CCSP fala de cinema #04 com Cinema Mineiro

CCSP fala de cinema é uma proposta da curadoria audiovisual do CCSP para promover conversas e debates entre artistas do setor no formato de live com os curadores Célio Franceschet e Carlos Gabriel Pegoraro. Cada semana será realizada uma conversa entre os curadores do CCSP e convidades compartilhando com o público suas experiências profissionais e pessoais de cinema.

Programação

16/6, terça, às 17h, no YouTube do CCSP, com Cinema Mineiro

O cinema mineiro atual acumula obras-primas contemporâneas, e vem se destacando tanto no circuito de festivais nacionais quanto no exterior. É um cinema que retrata as realidades através do olhar e da experiência pessoal de suas/seus autoras/autores, destacando-se como uma produção regional extremamente pessoal e autoral. Diferente de outros núcleos de produção, a mineira não ocorre necessariamente na capital, mas em subúrbios metropolitanos do estado como na cidade de Contagem, por exemplo, um dos principais pólos de produção do estado.

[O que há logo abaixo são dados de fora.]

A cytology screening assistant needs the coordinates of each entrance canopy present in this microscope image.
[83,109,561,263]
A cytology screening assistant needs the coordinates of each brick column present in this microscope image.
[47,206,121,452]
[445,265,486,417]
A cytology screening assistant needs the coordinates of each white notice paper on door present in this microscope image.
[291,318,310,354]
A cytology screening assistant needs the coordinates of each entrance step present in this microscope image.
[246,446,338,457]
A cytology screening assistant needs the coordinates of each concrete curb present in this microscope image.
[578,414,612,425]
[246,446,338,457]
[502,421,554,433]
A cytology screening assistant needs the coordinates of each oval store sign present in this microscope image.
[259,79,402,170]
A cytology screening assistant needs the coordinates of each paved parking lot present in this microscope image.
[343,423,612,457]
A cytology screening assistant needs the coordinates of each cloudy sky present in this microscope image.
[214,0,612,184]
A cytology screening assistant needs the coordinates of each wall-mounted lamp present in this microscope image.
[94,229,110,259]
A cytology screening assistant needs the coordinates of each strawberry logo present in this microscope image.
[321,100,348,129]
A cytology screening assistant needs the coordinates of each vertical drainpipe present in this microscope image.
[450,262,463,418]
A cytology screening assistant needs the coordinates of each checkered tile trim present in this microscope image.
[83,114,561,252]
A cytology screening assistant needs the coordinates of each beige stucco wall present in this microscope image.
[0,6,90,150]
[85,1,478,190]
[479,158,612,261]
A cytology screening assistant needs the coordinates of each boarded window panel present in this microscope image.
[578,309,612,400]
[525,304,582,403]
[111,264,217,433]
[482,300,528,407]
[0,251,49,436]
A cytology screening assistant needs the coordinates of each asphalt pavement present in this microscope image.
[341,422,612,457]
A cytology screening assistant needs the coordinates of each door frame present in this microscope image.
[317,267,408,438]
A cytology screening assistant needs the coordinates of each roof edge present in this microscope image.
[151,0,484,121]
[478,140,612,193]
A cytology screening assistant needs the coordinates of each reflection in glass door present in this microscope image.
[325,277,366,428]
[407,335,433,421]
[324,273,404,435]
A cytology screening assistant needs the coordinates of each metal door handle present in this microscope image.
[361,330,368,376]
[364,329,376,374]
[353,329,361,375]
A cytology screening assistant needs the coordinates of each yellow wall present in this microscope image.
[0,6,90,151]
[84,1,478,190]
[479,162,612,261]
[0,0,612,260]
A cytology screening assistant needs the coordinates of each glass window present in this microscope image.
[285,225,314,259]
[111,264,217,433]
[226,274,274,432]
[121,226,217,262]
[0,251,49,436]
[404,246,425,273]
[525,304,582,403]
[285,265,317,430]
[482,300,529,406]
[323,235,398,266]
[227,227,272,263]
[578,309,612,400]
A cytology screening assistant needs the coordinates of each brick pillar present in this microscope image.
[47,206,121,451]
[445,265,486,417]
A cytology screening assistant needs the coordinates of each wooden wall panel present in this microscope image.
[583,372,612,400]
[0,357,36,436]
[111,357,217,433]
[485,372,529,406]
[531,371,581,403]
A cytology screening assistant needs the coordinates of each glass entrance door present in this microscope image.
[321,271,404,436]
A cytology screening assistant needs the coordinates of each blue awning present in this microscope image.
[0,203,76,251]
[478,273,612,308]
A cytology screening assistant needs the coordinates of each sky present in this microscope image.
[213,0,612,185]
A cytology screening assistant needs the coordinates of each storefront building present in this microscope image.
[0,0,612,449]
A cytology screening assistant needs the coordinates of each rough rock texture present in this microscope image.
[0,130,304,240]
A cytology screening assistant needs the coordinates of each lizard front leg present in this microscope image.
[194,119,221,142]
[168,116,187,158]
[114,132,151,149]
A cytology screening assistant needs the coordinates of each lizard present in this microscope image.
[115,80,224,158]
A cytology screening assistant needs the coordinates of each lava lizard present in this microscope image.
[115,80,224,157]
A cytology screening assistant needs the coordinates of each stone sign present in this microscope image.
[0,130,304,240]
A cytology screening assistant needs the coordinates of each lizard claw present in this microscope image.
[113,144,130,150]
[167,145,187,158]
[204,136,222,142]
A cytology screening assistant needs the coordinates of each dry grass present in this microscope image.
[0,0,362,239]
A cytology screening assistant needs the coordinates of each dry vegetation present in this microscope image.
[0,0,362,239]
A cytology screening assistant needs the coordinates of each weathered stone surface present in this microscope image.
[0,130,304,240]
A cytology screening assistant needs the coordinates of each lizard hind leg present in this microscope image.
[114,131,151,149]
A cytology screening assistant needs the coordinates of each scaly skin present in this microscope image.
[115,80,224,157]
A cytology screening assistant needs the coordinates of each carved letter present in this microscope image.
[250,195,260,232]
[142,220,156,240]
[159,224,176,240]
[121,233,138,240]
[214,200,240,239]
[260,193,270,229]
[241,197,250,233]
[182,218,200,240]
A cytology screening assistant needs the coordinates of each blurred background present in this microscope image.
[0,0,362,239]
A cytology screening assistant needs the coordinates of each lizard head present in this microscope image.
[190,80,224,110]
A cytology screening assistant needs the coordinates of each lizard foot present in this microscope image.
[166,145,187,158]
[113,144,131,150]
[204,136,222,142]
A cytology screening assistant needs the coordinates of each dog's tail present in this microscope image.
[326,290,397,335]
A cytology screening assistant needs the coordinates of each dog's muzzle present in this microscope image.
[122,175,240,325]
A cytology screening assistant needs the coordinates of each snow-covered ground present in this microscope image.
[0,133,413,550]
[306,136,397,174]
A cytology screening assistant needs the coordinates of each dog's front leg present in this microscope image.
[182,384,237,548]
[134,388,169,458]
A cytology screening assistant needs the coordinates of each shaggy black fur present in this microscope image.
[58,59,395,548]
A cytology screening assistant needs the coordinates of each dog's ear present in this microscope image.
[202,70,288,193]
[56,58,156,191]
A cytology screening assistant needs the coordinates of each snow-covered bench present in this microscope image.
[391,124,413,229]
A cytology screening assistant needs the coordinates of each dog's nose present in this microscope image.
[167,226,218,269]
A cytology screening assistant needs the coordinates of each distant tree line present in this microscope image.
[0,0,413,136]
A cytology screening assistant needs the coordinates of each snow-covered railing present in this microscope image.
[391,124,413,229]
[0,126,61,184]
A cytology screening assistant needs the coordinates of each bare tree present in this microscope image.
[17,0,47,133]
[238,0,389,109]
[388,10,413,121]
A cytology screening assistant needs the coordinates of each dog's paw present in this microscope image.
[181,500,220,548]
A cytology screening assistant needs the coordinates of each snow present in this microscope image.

Se trata do que muitos consideram um novo ciclo do cinema regional que veio com a retomada do cinema brasileiro nos anos 2000. Com foco que começa em Pernambuco e que da década de 2010 em diante ganha força nos demais estados. A questão é: qual a importância de regionalizar o cinema brasileiro?

Pra falar um pouco sobre o Novo Cinema Mineiro, convidamos a diretora Marília Rocha, o diretor Affonso Uchoa, e a produtora Luana Melgaço.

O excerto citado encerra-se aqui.